Но не утонул в зловонной яме. Мышцы его рук окаменели и не расслабились, когда отключилось сознание. Он давно уже потерял счет времени и не мог сказать, сколько он провисел без сознания на своих одеревеневших и тем спасших ему жизнь руках.
Так, с неопускающимися руками, его и вытащили из сортира, так рядом с тем же сортиром и бросили.
Он очнулся от страшной боли в руках. Руки оживали и будили вслед за собой все тело, голову, мозг. Первое, что понял Иван, очнувшись, – он продолжал выть. И это был победный вой узнавшего смерть зверя.

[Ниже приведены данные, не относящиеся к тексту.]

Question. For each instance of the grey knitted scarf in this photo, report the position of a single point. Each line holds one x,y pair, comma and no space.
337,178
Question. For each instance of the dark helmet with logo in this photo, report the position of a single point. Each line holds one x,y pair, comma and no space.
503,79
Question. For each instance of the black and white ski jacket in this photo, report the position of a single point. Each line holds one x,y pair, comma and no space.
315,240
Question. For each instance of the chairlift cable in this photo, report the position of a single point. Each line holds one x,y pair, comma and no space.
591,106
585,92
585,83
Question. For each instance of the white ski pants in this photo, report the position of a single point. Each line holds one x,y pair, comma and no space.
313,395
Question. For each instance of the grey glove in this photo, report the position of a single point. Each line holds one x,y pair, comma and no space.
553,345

Зверя, узнавшего смерть, и полюбившего ее так же, как любят жизнь.
Иван понял, что он жив.
И еще он понял, что все чеченцы, живущие у этого макового поля, обречены на смерть. От его руки.
...Иван вспоминал Чечню без страдания, без озлобления или боли, а с каким-то даже чувством ностальгического сожаления. Так вспоминают обычно школьные или студенческие годы. Убивать ему приходилось и прежде, ведь он был бойцом спецназа и приклад его автомата до той ночи, когда он угодил в плен, украсила не одна уже ножевая зарубка. Раз двадцать царапал он ножом свой автомат, но так и не понял смысла события, которое наступало всякий раз в каждом из этих двадцати случаев.
Но только тогда, валяясь у стены сортира, облепленный мухами и наполненный осознанием смысла бытия, он понял, что это его миссия – нести смерть всем, кто ее заслужил, всем, кто ее достоин. И он валялся под жарким чеченским солнцем, покрываясь коростой от засыхающего дерьма и предвкушая смерть людей,
Он очнулся окончательно от тычка палки, которой подошедший чеченец пытался его перевернуть, очевидно, чтобы удостовериться, что Иван сдох. Иван вздрогнул и понял, что может двигаться. Преодолевая слабость, он поднялся на руках и сел, подставив улыбающееся лицо под лучи солнца.
Иван открыл глаза. Первое, что он увидел, было лицо чеченца, бородатое, черное и суровое, но Иван ясно прочитал на нем выражение удивления и испуга.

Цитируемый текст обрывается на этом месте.